A set of fuel dumps on a circular racetrack have just enough gasoline for one car to make one round trip. Prove that there exists a fuel dump from which one car, starting with an empty gas tank, can complete the round trip.

There must exist a fuel dump that allows the car to reach the next fuel dump. Remove the second fuel dump and transfer its fuel to the first fuel dump. Continuing this way, we must be left with one fuel dump. An alternative solution at www.cut-the-knot.org.

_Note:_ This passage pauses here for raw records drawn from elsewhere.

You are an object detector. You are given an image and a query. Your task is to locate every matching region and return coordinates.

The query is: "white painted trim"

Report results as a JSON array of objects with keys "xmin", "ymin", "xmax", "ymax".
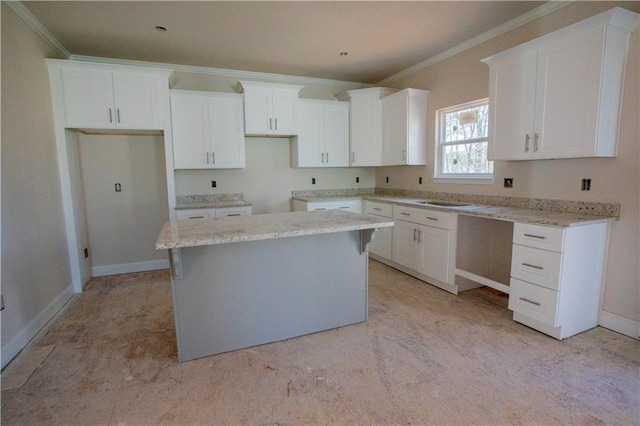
[
  {"xmin": 3, "ymin": 1, "xmax": 71, "ymax": 59},
  {"xmin": 91, "ymin": 259, "xmax": 169, "ymax": 277},
  {"xmin": 375, "ymin": 1, "xmax": 574, "ymax": 86},
  {"xmin": 598, "ymin": 311, "xmax": 640, "ymax": 339},
  {"xmin": 69, "ymin": 54, "xmax": 372, "ymax": 90},
  {"xmin": 1, "ymin": 284, "xmax": 73, "ymax": 368}
]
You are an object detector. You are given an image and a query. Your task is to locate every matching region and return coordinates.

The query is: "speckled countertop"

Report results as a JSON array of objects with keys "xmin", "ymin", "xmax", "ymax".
[
  {"xmin": 156, "ymin": 210, "xmax": 393, "ymax": 249},
  {"xmin": 175, "ymin": 193, "xmax": 251, "ymax": 210},
  {"xmin": 293, "ymin": 190, "xmax": 620, "ymax": 227}
]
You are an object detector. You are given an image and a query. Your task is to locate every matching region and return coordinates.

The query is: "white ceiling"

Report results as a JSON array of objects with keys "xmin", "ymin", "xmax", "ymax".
[{"xmin": 23, "ymin": 1, "xmax": 544, "ymax": 84}]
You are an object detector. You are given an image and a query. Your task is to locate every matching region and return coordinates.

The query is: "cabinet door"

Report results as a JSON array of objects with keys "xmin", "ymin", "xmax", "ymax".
[
  {"xmin": 391, "ymin": 220, "xmax": 422, "ymax": 271},
  {"xmin": 418, "ymin": 226, "xmax": 449, "ymax": 283},
  {"xmin": 323, "ymin": 103, "xmax": 349, "ymax": 167},
  {"xmin": 381, "ymin": 93, "xmax": 409, "ymax": 166},
  {"xmin": 244, "ymin": 87, "xmax": 273, "ymax": 135},
  {"xmin": 113, "ymin": 73, "xmax": 164, "ymax": 130},
  {"xmin": 291, "ymin": 101, "xmax": 325, "ymax": 167},
  {"xmin": 62, "ymin": 70, "xmax": 116, "ymax": 129},
  {"xmin": 487, "ymin": 51, "xmax": 537, "ymax": 161},
  {"xmin": 533, "ymin": 29, "xmax": 603, "ymax": 158},
  {"xmin": 350, "ymin": 93, "xmax": 382, "ymax": 167},
  {"xmin": 171, "ymin": 94, "xmax": 211, "ymax": 169},
  {"xmin": 270, "ymin": 89, "xmax": 298, "ymax": 135},
  {"xmin": 208, "ymin": 94, "xmax": 245, "ymax": 169}
]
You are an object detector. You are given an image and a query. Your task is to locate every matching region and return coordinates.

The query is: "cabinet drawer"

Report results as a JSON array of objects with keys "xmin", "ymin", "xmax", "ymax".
[
  {"xmin": 176, "ymin": 209, "xmax": 216, "ymax": 220},
  {"xmin": 509, "ymin": 278, "xmax": 559, "ymax": 327},
  {"xmin": 364, "ymin": 201, "xmax": 393, "ymax": 217},
  {"xmin": 216, "ymin": 206, "xmax": 251, "ymax": 217},
  {"xmin": 513, "ymin": 222, "xmax": 564, "ymax": 253},
  {"xmin": 511, "ymin": 244, "xmax": 562, "ymax": 290},
  {"xmin": 393, "ymin": 206, "xmax": 451, "ymax": 229}
]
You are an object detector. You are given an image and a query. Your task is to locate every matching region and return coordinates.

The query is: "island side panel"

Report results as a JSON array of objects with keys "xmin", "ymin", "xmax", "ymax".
[{"xmin": 172, "ymin": 231, "xmax": 368, "ymax": 362}]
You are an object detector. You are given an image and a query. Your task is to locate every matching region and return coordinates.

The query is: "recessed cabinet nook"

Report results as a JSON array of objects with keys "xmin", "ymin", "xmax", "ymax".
[{"xmin": 483, "ymin": 8, "xmax": 638, "ymax": 161}]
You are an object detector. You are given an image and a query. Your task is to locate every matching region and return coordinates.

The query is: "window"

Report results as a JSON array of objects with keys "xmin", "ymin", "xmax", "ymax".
[{"xmin": 435, "ymin": 99, "xmax": 493, "ymax": 182}]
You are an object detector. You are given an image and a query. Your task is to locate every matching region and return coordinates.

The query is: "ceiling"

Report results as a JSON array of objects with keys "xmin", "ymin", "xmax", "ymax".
[{"xmin": 23, "ymin": 1, "xmax": 545, "ymax": 84}]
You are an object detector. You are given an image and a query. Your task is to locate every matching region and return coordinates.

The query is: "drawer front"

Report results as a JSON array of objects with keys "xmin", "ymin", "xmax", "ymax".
[
  {"xmin": 176, "ymin": 209, "xmax": 216, "ymax": 220},
  {"xmin": 511, "ymin": 244, "xmax": 562, "ymax": 290},
  {"xmin": 216, "ymin": 206, "xmax": 251, "ymax": 217},
  {"xmin": 509, "ymin": 278, "xmax": 560, "ymax": 327},
  {"xmin": 364, "ymin": 201, "xmax": 393, "ymax": 217},
  {"xmin": 393, "ymin": 206, "xmax": 451, "ymax": 229},
  {"xmin": 513, "ymin": 222, "xmax": 564, "ymax": 253}
]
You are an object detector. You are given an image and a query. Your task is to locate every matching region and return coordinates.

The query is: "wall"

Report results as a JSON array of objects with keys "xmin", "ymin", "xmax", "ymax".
[
  {"xmin": 376, "ymin": 2, "xmax": 640, "ymax": 336},
  {"xmin": 171, "ymin": 72, "xmax": 375, "ymax": 213},
  {"xmin": 1, "ymin": 3, "xmax": 72, "ymax": 367},
  {"xmin": 78, "ymin": 135, "xmax": 169, "ymax": 276}
]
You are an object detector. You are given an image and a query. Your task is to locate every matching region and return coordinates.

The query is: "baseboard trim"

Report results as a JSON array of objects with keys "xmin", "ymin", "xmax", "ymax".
[
  {"xmin": 598, "ymin": 311, "xmax": 640, "ymax": 339},
  {"xmin": 91, "ymin": 259, "xmax": 169, "ymax": 277},
  {"xmin": 0, "ymin": 284, "xmax": 74, "ymax": 368}
]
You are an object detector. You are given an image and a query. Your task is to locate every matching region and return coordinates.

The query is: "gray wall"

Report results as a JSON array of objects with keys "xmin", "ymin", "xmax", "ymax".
[{"xmin": 1, "ymin": 2, "xmax": 72, "ymax": 366}]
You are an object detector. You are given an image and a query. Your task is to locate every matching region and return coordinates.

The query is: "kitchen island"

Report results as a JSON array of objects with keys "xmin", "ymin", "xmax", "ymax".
[{"xmin": 156, "ymin": 211, "xmax": 393, "ymax": 362}]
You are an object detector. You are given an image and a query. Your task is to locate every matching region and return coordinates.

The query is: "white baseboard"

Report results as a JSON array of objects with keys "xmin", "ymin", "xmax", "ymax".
[
  {"xmin": 91, "ymin": 259, "xmax": 169, "ymax": 277},
  {"xmin": 1, "ymin": 284, "xmax": 74, "ymax": 368},
  {"xmin": 598, "ymin": 311, "xmax": 640, "ymax": 339}
]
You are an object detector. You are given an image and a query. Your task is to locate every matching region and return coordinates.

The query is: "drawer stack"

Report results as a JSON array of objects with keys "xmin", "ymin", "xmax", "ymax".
[{"xmin": 509, "ymin": 223, "xmax": 608, "ymax": 339}]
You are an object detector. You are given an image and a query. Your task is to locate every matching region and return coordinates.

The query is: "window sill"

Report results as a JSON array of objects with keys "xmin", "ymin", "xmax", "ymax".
[{"xmin": 431, "ymin": 177, "xmax": 493, "ymax": 185}]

Show that a chessboard of size 2^n by 2^n can be tiled with L-shaped figures of 3 squares, such that only one square remains uncovered. In fact, the uncovered square may be any square — for every choice, there exists a tiling. In fact, the puzzle may be extended to 3D: Eight unit cubes make a cube with edge length two. We will call such a cube with one unit cube removed a "piece". A cube with edge length 2^n consists of (2^n)^{3} unit cubes. Prove that if one unit cube is removed from T, then the remaining solid can be decomposed into pieces.

Alice repeatedly draws a card randomly, without replacement, from a pack of fifty-two cards. Bob has a one-time privilege to raise his hand just before a card is about to be drawn. Bob must execute his privilege before the last card is drawn. If the card drawn is Red just after Bob raises his hand, Bob wins; otherwise he loses. Is there any way for Bob to be correct more than half the times he plays this game with Alice?